Читать «Иосиф Бродский. Вечный скиталец» онлайн - страница 38

Александр Александрович Бобров

Дальнейшая история отношений Бродского и Ахматовой хорошо известна, «…В один прекрасный день, возвращаясь от Ахматовой в набитой битком электричке, я вдруг понял – знаете, вдруг как бы спадает завеса – с кем или, вернее, с чем я имею дело». Бродский стал постоянным посетителем, его стихи производили глубокое впечатление на Ахматову, но и в личном плане между ними установилась та особая атмосфера доверительности, которая в редких случаях бывает между кровными родственниками, через поколение. Я стараюсь избежать милого русского слова «бабушка», поскольку это очень домашнее слово никак не пристает к пожизненно бездомной, жившей как бы не в четырех стенах, а на четырех ветрах Ахматовой. По «внутренней форме слова» больше подходило бы европейское grandemere, Grossmutter, grandmother – «Великая Мать». Ахматова тепло относилась к окружившей ее компании поэтической молодежи, среди которой были Наталья Горбаневская, Дмитрий Бобышев, Михаил Мейлах и ее секретарь, Анатолий Найман, но к Иосифу Бродскому ее отношение было совершенно особенным – и как к человеку, и как к поэту. Годы близости с Ахматовой были периодом самых трудных испытаний в жизни Бродского, определивших всю его дальнейшую жизнь, – и любовная драма, и попытка самоубийства, и сумасшедший дом, и тюрьма, и кошмарный суд, и ссылка – и похоже, что все происходившее с ним трогало Ахматову самым интимным образом. Тому много свидетельств, приведу два – одно скорее забавного характера, другое, как мне кажется, трогательное.

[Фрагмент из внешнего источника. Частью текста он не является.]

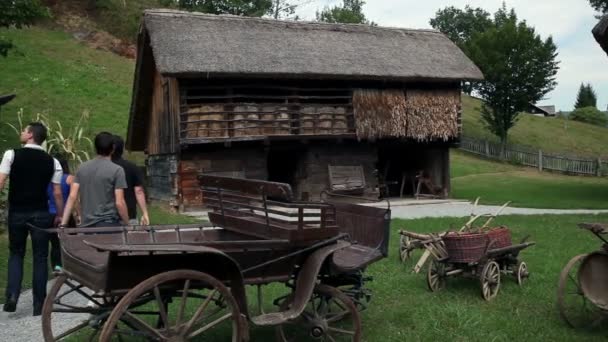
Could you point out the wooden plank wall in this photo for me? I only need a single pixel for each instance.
(315, 176)
(164, 115)
(162, 177)
(245, 162)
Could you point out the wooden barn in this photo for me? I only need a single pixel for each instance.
(348, 109)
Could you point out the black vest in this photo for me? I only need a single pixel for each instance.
(31, 173)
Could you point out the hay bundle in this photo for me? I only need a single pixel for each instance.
(432, 115)
(203, 124)
(246, 123)
(307, 119)
(379, 113)
(421, 115)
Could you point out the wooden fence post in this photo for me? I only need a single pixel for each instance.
(487, 147)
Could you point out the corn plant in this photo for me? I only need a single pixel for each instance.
(72, 143)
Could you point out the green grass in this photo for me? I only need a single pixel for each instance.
(554, 135)
(402, 309)
(158, 215)
(54, 74)
(497, 182)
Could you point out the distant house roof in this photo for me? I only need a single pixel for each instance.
(196, 43)
(600, 32)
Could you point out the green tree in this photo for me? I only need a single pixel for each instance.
(250, 8)
(590, 115)
(599, 5)
(586, 97)
(286, 9)
(460, 25)
(519, 68)
(351, 12)
(18, 13)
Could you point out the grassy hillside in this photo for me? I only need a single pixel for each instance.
(549, 134)
(497, 182)
(54, 74)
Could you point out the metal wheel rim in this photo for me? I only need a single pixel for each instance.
(349, 312)
(404, 248)
(522, 273)
(490, 280)
(54, 306)
(183, 327)
(574, 308)
(435, 278)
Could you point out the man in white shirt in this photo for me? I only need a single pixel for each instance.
(29, 169)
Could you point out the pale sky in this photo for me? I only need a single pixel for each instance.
(568, 21)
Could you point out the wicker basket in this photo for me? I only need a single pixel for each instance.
(501, 237)
(465, 248)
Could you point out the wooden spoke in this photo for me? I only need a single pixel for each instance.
(182, 306)
(176, 324)
(161, 307)
(331, 316)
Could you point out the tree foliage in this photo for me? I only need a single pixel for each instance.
(519, 68)
(18, 13)
(590, 115)
(599, 5)
(286, 9)
(460, 25)
(586, 97)
(351, 12)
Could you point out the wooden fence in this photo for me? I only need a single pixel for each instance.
(534, 158)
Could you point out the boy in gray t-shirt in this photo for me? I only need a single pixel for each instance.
(100, 183)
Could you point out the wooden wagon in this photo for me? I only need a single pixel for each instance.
(582, 293)
(187, 282)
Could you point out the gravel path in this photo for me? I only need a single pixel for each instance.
(461, 209)
(20, 326)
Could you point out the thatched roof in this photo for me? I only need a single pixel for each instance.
(195, 43)
(176, 44)
(600, 32)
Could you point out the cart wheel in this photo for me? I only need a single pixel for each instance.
(330, 315)
(176, 306)
(70, 309)
(405, 248)
(573, 306)
(490, 280)
(522, 273)
(435, 276)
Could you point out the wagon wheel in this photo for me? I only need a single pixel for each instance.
(573, 306)
(405, 248)
(330, 315)
(435, 276)
(522, 273)
(176, 306)
(490, 280)
(70, 310)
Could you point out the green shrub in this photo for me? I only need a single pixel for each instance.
(590, 115)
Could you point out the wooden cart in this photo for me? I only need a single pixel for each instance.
(582, 294)
(187, 282)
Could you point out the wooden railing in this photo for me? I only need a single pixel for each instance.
(535, 158)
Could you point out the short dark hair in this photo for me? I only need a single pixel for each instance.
(63, 161)
(119, 147)
(38, 131)
(104, 143)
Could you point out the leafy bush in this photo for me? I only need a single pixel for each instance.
(590, 115)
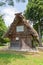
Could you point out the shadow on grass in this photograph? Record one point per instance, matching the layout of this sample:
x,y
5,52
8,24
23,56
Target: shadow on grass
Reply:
x,y
6,58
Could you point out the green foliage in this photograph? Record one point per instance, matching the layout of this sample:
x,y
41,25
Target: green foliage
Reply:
x,y
9,2
23,58
34,10
3,28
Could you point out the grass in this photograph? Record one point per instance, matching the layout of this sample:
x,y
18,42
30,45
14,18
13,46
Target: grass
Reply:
x,y
20,58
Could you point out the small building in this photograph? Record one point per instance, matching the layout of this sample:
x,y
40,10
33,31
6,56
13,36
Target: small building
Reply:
x,y
21,34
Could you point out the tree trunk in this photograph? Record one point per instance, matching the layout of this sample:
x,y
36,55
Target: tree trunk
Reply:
x,y
39,31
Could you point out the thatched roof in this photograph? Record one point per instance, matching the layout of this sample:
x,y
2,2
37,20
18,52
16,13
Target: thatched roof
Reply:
x,y
18,18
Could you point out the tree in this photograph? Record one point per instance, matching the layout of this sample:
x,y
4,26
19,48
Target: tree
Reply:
x,y
3,29
9,2
34,12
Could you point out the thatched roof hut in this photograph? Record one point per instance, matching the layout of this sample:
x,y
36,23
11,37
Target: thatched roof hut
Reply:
x,y
20,29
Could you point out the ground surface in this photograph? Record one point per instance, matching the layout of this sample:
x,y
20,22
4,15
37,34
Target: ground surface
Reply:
x,y
20,58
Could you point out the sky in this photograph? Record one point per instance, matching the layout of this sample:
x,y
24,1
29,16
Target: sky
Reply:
x,y
9,11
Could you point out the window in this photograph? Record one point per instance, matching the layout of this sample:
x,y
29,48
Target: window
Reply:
x,y
19,28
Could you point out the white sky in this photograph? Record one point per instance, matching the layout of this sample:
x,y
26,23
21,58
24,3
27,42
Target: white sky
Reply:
x,y
9,11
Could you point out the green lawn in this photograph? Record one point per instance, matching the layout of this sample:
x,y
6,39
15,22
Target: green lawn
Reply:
x,y
17,58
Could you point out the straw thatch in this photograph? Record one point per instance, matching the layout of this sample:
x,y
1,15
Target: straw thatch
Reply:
x,y
20,18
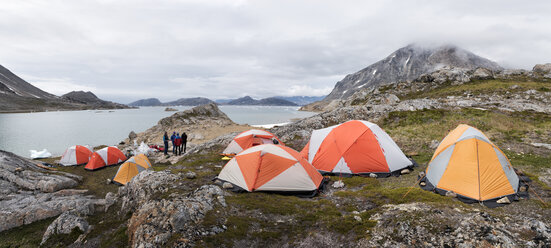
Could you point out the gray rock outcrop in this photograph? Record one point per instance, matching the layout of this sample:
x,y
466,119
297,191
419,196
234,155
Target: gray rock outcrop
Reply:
x,y
29,193
456,227
543,70
64,224
201,122
407,64
155,219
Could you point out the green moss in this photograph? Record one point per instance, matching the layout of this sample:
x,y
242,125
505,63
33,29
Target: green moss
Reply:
x,y
383,195
118,238
94,181
533,160
63,240
356,181
25,236
237,228
107,225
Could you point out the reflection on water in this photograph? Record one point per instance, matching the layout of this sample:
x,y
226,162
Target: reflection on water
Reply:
x,y
56,131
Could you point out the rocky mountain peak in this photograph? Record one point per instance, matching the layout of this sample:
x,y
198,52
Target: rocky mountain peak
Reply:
x,y
406,64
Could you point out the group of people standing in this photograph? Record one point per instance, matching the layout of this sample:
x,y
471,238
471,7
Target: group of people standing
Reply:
x,y
178,143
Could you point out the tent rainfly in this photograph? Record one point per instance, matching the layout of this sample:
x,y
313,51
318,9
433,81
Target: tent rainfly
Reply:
x,y
131,168
76,155
355,147
105,157
272,168
251,138
468,164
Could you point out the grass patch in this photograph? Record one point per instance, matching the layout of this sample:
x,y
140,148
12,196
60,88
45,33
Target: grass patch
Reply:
x,y
479,87
25,236
118,238
414,130
268,217
63,240
109,227
94,181
381,195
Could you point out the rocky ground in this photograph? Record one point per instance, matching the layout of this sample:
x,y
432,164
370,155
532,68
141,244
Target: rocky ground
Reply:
x,y
178,205
512,90
200,124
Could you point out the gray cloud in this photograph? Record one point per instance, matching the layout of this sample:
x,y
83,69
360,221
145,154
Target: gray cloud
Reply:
x,y
127,50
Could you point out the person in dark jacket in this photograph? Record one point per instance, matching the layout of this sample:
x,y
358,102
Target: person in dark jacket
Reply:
x,y
165,141
172,140
184,142
178,142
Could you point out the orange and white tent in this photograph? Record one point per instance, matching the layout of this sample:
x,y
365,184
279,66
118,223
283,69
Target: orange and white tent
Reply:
x,y
250,138
131,168
271,167
355,147
467,163
76,155
104,157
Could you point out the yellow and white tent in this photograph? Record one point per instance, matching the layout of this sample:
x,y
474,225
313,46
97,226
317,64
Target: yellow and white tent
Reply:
x,y
467,163
131,168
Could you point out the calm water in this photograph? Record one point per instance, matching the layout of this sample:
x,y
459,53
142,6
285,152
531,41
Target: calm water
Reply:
x,y
56,131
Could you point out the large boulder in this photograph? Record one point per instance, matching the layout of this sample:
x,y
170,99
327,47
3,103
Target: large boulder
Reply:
x,y
64,224
542,69
158,214
29,193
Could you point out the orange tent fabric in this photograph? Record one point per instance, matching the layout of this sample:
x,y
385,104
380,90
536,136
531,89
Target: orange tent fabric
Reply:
x,y
105,157
131,168
469,164
271,167
354,147
76,155
251,138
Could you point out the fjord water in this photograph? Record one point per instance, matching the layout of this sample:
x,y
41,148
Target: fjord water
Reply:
x,y
56,131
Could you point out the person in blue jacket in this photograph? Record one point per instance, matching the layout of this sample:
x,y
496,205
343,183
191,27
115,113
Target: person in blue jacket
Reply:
x,y
165,141
172,138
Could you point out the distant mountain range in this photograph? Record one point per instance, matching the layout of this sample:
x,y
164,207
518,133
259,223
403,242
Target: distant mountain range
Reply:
x,y
270,101
407,64
403,65
301,100
17,95
247,100
195,101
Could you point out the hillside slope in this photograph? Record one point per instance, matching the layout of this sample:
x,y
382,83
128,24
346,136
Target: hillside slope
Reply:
x,y
17,95
405,65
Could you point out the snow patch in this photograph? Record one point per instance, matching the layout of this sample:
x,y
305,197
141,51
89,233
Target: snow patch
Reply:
x,y
34,95
13,90
271,125
40,154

В мемуарах Наймана читаем: «…когда его любовный роман <…> переместился почти целиком из поэзии в быт, <Ахматова> сказала: «В конце концов поэту хорошо бы разбираться, где муза и где блядь». (Прозвучало оглушительно, вроде «пли!» и одновременного выстрела; это слово она произнесла еще однажды, но в цитате, а вообще никогда ни прежде, ни после таких слов не употребляла. Прибавлю, что к реальной даме это отношения не имело, сказано было абсолютно несправедливо, исключительно из сочувствия и злости, в том же духе, что под горячую руку о бедной Наталье Николаевне, – но отсчет велся от поэта, к нему и выставлялись неснижаемые требования)» (Найман). Если верить мемуаристу, мы имеем здесь свидетельство исключительного отношения Ахматовой к юному Бродскому. Всегда контролирующая любую ситуацию Ахматова только дважды на его памяти выходила из себя настолько, чтобы выразиться абсолютно ей не свойственным непечатным образом.

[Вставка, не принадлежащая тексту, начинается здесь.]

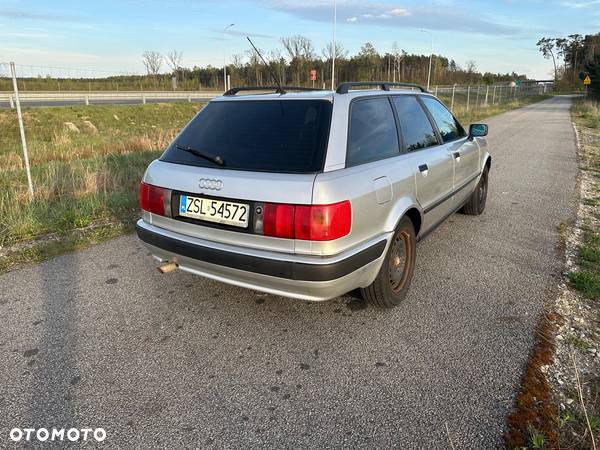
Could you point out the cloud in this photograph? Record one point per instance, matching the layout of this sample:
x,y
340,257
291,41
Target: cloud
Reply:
x,y
393,15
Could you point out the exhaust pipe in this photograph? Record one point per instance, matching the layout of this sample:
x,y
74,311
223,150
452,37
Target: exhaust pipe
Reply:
x,y
168,267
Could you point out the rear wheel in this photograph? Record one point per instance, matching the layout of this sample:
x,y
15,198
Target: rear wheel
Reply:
x,y
476,202
394,277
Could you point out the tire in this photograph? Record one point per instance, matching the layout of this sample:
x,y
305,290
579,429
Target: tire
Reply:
x,y
394,277
475,205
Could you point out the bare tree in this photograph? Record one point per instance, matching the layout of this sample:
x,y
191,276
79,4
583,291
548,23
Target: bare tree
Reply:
x,y
547,46
300,50
153,61
174,59
340,51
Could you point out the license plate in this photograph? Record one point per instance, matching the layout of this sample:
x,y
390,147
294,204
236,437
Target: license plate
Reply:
x,y
228,213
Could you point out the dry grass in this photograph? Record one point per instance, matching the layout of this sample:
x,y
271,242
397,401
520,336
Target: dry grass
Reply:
x,y
79,177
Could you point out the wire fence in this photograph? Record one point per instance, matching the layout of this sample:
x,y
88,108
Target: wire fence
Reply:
x,y
18,87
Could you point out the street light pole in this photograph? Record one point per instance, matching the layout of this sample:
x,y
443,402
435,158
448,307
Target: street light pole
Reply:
x,y
333,51
430,56
225,62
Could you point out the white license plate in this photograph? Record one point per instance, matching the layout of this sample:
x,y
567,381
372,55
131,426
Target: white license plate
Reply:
x,y
229,213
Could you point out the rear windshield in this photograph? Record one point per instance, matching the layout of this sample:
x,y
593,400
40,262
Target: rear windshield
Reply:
x,y
270,135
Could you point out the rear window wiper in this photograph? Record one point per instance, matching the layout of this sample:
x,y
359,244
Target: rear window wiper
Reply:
x,y
201,154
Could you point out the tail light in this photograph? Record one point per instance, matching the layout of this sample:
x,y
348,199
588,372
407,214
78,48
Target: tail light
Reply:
x,y
155,199
278,220
308,222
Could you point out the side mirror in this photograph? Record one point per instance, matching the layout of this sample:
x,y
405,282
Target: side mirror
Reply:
x,y
478,130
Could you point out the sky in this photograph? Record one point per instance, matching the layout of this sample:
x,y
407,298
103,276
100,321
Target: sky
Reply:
x,y
93,38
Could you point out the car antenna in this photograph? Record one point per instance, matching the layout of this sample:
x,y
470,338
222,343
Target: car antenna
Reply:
x,y
276,79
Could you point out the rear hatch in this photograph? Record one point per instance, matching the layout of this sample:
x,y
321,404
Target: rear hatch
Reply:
x,y
233,159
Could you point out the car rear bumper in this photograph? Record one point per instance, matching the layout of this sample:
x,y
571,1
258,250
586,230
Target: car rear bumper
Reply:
x,y
307,278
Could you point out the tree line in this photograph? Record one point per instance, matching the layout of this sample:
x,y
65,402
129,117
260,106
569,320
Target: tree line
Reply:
x,y
571,57
291,62
297,57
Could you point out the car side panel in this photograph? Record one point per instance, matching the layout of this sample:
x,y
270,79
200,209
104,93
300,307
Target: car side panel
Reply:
x,y
379,191
466,158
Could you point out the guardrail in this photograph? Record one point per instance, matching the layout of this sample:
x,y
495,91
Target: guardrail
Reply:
x,y
87,96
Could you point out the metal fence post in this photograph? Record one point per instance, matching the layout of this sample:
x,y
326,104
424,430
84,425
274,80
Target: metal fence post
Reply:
x,y
22,129
468,96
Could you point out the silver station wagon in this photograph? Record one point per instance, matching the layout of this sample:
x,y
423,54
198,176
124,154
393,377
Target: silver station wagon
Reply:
x,y
312,194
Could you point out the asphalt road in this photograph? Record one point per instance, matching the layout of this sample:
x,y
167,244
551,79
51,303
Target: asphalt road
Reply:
x,y
99,338
115,101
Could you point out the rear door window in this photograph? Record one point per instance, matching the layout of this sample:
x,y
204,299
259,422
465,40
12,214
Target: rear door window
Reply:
x,y
288,136
449,127
373,134
417,131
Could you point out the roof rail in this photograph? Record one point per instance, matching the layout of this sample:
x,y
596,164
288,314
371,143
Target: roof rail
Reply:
x,y
343,88
277,89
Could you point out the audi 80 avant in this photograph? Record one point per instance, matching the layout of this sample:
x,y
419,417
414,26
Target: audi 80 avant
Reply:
x,y
311,194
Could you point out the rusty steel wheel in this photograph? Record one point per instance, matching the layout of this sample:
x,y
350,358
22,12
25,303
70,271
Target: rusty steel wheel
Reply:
x,y
393,281
401,249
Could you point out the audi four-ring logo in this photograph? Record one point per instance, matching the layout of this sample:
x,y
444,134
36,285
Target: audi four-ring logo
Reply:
x,y
215,185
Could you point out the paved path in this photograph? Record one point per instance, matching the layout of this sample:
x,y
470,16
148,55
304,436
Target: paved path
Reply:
x,y
99,338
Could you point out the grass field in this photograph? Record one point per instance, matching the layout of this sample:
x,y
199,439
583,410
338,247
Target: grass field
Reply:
x,y
86,181
587,280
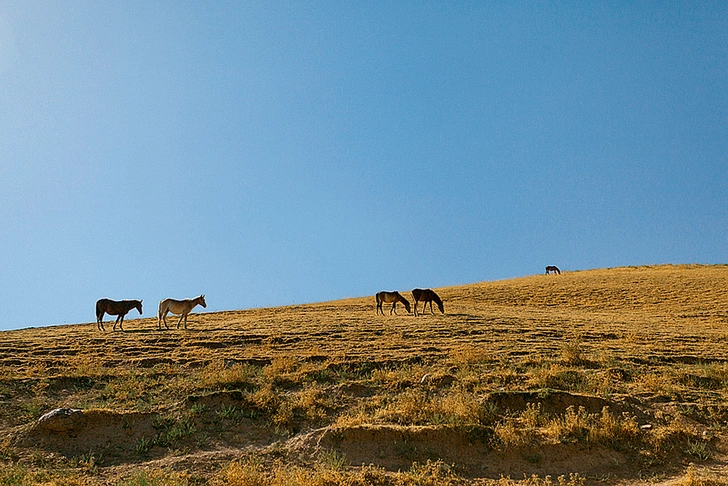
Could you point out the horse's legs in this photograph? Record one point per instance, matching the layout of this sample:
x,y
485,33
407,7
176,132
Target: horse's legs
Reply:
x,y
164,318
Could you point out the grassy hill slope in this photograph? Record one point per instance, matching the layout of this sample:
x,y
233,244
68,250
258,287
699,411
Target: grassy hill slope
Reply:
x,y
614,376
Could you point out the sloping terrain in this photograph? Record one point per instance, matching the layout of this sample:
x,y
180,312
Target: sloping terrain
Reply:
x,y
616,376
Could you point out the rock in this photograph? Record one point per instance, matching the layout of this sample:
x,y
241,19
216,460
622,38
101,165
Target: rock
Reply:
x,y
62,420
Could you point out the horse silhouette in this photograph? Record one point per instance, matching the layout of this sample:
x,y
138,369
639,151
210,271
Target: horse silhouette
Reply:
x,y
115,308
427,295
393,298
181,307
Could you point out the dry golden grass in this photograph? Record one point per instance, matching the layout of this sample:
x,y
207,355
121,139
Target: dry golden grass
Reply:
x,y
614,376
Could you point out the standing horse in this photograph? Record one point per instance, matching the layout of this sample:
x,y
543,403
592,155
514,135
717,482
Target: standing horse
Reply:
x,y
393,298
181,307
115,308
427,295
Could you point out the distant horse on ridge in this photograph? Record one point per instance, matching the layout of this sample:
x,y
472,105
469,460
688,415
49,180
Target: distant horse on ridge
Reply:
x,y
393,298
181,307
427,295
115,308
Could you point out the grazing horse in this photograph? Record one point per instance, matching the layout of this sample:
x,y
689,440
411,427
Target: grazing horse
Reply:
x,y
114,308
392,297
427,295
181,307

Другое, столь же невольное свидетельство состоит из двух частей. Во втором томе «Записок об Анне Ахматовой», где много страниц посвящено вызволению Бродского из ссылки, 22 апреля 1964 года Чуковская записывает слова Ахматовой: «…наш герой ведет себя не совсем хорошо. Даже совсем не… Вообразите, Иосиф говорит: «Никто для меня пальцем о палец не хочет ударить. Если б они хотели, они освободили бы меня в два дня». <…> У него типичный лагерный психоз – это мне знакомо – Лева мне говорил, что я не хочу его возвращения и нарочно держу его в лагере…». В сентябре 1965 года Ахматова записывает в своем дневнике: «Освобожден Иосиф по решению Верховного Суда. Это большая и светлая радость. Я видела его за несколько часов до этой вести. Он был страшен – казался на краю самоубийства. Его (по-моему) спас Адмони, встретив его в электричке, когда этот безумец возвращался от меня. Мне он прочел «Гимн Народу». Или я ничего не понимаю, или это гениально как стихи, а в смысле пути нравственного это то, о чем говорит Достоевский в «Мертвом доме»: ни тени озлобления или высокомерия, бояться которых велит Ф<едор> М<ихайлович>. На этом погиб мой сын. Он стал презирать и ненавидеть людей и сам перестал быть человеком. Да просветит его Господь! Бедный мой Левушка».